Après la chute d’une branche en janvier, le dernier robinier du Parc de 7 Heures à Spa fait débat. Malgré des avis divergents et une mobilisation citoyenne, la Ville maintient sa décision : l’arbre sera abattu pour des raisons de sécurité.
Après la chute d’une branche en janvier dernier, le dernier robinier du Parc de 7 Heures sera-t-il abattu ? Après plusieurs semaines de débat, la réponse semble désormais claire : la Ville de Spa ne reviendra pas sur sa décision. « Nous venons d’avoir une deuxième réunion avec l’AWAP et les Services publics de Wallonie, qui devraient délivrer une autorisation patrimoniale dans les prochains jours », explique Baptiste Grignard, échevin de l’Environnement. Une étape indispensable, le parc étant classé. L’objectif de la Ville reste inchangé : abattre l’arbre, jugé en fin de vie, et le remplacer par deux nouveaux sujets.

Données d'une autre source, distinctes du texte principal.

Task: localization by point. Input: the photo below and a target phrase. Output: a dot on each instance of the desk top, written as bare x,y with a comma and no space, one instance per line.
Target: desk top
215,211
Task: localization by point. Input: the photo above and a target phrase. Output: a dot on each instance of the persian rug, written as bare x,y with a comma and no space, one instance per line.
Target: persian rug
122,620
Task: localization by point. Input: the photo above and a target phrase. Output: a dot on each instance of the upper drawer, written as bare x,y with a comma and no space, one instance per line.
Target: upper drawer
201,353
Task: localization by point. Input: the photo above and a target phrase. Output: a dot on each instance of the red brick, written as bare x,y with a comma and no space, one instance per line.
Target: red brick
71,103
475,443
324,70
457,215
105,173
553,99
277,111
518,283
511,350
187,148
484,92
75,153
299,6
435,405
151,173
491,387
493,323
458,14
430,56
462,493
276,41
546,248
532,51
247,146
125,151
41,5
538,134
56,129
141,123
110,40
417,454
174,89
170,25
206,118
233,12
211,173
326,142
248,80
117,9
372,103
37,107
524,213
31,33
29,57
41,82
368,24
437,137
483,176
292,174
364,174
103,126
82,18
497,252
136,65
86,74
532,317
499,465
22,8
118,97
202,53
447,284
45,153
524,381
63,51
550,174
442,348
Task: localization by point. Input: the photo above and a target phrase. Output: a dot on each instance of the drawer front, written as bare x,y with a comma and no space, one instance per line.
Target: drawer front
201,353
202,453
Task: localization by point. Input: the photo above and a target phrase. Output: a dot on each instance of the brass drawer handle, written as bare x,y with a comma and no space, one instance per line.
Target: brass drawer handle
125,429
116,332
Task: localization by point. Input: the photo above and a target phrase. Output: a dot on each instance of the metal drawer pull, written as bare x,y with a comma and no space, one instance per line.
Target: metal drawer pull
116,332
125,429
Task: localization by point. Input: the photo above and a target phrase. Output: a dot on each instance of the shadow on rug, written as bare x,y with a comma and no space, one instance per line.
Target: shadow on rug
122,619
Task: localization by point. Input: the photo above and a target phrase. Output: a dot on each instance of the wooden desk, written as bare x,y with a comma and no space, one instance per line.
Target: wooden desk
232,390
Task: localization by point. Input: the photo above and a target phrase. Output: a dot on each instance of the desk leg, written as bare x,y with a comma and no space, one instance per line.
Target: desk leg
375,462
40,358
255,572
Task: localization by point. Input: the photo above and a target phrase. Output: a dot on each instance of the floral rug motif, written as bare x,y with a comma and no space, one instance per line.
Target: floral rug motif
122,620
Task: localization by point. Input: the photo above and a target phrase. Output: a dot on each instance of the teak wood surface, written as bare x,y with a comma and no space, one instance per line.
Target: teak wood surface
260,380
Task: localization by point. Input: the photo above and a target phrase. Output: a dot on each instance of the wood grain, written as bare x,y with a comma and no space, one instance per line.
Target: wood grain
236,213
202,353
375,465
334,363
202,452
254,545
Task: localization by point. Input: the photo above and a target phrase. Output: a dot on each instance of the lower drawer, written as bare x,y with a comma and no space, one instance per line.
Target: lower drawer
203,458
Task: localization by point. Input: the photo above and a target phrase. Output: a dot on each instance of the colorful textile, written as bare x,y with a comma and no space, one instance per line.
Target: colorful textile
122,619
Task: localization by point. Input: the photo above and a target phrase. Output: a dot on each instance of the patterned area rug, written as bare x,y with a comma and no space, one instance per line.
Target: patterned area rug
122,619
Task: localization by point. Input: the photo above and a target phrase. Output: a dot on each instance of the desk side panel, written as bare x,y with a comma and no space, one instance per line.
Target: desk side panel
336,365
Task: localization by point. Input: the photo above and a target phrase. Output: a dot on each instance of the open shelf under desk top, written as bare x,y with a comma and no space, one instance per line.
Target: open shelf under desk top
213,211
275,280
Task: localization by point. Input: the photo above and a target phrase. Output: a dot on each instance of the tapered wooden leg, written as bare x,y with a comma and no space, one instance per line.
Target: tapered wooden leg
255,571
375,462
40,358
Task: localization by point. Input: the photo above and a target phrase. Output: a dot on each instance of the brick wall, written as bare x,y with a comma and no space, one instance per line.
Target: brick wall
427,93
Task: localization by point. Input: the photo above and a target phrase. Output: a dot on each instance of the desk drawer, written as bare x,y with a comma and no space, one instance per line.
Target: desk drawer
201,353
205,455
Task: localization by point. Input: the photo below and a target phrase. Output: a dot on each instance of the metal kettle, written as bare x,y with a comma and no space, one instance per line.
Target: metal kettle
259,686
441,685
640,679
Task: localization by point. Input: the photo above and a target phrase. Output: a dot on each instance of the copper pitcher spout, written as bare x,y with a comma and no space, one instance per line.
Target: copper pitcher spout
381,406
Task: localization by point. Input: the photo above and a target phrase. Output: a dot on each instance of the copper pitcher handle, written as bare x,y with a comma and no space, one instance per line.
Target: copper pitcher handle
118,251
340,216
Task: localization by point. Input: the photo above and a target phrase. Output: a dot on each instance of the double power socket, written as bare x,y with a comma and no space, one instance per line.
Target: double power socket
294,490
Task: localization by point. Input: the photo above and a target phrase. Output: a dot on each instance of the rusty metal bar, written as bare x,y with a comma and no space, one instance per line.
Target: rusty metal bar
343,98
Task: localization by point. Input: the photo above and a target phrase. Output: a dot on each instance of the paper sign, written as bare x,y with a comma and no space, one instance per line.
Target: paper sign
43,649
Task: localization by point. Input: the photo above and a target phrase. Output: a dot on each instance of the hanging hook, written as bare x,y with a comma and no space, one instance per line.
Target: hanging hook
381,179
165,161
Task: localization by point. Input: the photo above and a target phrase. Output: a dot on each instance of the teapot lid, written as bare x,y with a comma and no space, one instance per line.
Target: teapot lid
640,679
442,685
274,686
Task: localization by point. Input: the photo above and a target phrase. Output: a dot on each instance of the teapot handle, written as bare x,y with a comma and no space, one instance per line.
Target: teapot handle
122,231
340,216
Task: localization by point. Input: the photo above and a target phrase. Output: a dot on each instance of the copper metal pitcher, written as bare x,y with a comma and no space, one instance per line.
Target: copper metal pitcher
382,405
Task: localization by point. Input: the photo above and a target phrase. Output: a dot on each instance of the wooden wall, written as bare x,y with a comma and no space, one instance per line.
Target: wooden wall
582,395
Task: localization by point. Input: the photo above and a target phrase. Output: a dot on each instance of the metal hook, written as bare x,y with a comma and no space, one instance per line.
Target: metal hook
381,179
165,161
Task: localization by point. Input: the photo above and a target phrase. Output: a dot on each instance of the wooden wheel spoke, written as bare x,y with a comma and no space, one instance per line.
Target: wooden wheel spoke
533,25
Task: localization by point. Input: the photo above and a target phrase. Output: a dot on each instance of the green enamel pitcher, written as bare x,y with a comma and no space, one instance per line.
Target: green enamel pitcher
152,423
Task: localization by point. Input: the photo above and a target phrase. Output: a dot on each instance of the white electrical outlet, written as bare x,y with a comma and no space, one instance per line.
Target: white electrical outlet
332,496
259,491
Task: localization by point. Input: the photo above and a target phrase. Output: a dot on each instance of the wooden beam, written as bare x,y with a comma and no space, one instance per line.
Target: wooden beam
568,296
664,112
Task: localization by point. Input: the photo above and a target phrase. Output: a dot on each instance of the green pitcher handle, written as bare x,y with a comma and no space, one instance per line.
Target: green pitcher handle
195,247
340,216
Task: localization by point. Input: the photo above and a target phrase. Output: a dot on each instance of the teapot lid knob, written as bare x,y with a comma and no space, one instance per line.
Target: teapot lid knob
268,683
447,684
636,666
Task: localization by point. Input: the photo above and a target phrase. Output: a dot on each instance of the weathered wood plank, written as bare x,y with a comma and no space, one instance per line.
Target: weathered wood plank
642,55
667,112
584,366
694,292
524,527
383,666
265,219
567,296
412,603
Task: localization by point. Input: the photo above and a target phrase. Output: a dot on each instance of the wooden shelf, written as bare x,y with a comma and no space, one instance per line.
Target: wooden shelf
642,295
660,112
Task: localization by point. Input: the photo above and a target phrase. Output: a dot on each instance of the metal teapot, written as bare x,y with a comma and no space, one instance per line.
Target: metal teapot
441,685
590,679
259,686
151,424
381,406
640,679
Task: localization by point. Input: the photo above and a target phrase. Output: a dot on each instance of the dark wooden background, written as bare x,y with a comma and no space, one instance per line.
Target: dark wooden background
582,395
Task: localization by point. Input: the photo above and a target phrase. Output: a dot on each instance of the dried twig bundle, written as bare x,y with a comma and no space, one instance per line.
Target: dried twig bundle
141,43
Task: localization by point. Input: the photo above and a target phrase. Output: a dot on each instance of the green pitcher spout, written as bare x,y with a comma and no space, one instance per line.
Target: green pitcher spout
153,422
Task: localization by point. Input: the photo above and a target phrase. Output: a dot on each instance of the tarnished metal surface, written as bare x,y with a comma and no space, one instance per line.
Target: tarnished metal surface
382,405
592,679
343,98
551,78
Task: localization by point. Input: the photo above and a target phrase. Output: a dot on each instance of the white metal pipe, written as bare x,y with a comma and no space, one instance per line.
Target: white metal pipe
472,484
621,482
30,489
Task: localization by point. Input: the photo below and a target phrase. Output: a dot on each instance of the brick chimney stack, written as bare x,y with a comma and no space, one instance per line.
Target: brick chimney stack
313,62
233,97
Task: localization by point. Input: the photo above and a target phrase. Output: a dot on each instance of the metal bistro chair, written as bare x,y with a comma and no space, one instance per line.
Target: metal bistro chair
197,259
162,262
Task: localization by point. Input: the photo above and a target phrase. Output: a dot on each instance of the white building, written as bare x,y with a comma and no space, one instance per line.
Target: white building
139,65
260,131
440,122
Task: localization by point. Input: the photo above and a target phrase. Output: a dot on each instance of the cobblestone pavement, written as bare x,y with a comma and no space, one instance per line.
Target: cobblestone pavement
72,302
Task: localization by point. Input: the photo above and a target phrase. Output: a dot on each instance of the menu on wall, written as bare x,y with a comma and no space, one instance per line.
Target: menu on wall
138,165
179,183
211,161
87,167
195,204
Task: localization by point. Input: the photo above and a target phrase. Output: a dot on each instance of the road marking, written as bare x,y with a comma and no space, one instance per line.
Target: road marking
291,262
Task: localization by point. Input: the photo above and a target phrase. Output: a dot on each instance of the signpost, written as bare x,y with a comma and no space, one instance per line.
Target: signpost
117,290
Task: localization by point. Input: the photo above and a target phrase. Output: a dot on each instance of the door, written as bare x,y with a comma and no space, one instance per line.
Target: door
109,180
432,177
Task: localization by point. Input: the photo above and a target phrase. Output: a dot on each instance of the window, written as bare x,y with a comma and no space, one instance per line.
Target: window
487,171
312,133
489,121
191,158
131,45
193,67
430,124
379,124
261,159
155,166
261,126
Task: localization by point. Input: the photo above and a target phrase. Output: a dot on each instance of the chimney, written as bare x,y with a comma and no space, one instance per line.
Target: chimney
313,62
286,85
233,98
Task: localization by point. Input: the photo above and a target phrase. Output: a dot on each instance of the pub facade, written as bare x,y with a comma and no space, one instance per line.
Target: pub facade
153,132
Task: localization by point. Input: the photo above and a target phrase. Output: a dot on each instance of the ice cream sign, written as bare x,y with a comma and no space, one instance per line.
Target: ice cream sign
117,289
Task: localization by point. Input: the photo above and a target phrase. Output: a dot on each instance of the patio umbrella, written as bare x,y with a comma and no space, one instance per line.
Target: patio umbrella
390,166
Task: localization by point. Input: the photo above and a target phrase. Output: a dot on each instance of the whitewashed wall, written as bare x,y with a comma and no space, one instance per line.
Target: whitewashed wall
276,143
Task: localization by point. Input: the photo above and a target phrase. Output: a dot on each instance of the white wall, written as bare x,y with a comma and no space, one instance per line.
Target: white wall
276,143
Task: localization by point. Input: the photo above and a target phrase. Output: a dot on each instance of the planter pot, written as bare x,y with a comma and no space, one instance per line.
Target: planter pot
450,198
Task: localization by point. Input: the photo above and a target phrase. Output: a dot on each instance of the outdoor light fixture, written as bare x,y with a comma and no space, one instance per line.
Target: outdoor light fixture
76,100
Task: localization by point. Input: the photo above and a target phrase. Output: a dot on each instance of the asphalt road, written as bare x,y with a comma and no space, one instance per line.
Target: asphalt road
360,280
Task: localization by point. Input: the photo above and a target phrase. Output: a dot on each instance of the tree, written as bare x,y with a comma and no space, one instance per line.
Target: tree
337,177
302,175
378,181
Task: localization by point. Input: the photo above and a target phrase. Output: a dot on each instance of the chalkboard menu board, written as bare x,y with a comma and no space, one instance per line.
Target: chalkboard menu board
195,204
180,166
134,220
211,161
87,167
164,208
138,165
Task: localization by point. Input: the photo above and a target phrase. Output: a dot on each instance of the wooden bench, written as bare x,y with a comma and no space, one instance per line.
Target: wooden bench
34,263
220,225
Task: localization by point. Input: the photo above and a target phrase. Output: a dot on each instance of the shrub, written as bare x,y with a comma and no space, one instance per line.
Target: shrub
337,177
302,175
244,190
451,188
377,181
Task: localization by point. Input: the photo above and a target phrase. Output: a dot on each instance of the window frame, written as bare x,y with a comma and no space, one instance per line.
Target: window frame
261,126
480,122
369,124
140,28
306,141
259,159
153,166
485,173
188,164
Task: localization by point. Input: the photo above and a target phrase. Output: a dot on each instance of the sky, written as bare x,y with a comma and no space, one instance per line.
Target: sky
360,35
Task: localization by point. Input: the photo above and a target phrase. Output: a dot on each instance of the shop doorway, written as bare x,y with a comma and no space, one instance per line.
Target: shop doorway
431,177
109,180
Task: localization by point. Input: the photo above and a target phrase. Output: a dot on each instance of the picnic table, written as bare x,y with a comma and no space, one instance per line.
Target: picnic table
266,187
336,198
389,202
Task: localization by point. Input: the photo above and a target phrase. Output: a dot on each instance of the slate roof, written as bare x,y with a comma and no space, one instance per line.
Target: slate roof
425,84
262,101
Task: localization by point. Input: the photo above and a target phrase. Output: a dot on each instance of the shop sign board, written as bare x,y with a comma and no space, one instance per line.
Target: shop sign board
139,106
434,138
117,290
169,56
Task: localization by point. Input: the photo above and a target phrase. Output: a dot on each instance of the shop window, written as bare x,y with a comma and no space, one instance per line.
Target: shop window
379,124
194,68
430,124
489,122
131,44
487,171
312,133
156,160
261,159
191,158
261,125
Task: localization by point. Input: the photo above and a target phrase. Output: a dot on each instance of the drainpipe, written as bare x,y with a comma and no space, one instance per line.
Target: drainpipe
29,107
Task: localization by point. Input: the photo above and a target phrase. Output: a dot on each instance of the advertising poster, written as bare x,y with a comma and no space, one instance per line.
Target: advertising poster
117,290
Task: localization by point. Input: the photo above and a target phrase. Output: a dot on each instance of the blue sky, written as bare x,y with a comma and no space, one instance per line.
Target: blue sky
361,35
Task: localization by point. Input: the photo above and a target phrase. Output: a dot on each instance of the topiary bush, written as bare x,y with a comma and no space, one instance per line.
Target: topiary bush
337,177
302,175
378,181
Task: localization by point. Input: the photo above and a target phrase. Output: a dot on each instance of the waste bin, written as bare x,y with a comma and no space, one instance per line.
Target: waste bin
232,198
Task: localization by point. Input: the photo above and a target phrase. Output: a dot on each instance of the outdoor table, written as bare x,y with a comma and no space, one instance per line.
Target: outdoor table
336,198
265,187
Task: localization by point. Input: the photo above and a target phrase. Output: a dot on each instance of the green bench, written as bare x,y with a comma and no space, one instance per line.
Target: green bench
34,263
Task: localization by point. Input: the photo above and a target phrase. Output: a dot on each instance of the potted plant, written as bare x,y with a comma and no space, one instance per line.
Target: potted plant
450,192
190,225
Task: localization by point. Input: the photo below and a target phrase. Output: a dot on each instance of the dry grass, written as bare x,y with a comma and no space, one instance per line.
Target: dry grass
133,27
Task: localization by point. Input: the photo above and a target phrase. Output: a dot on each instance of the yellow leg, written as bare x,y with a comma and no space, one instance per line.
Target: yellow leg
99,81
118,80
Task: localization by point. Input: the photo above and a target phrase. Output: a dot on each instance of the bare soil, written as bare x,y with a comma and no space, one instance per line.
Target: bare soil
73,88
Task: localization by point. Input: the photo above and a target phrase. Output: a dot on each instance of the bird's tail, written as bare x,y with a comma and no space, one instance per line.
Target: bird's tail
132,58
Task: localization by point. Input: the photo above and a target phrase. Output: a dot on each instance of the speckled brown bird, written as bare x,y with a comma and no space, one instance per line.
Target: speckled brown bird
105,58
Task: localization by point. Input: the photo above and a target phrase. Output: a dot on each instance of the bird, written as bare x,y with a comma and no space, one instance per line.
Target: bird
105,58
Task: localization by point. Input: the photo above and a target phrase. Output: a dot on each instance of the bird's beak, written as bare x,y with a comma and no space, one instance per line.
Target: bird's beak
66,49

Un arbre qui divise les experts
Le robinier est-il réellement en fin de vie… ou simplement affaibli par l’âge ? La question fait débat. La Ville s’appuie sur l’avis du Département de la Nature et des Forêts (DNF), qui recommande l’abattage. Mais pour Paul Gourgue, expert en arboriculture ornementale, la décision est prématurée. « La décision d'abattage est beaucoup trop rapide et manque d'objectivité quant au risque réel que présente cet arbre. Et par ailleurs, il est inscrit au sein d'un site historique. Il a sa place au sein du site et il présente toutes les caractéristiques de ce qu'on appelle un arbre remarquable, voire vétéran. C'est-à-dire des arbres qui sont censés être protégés au maximum dans nos environnements contraints.»
La sécurité au cœur du dossier
« Il y a un enjeu de sécurité et c'est vraiment le principal élément qui nous a amené à prendre cette décision d'abattage. C'est la sécurité pour les usagers du parc, on a beaucoup de familles et de promeneurs qui sont ici, mais aussi pour nos ouvriers de la ville qui à l'heure actuelle ne peuvent plus aller travailler en dessous de cet arbre pour des raisons de sécurité parce qu'une branche pourrait retomber encore. », précise Baptiste Grignard.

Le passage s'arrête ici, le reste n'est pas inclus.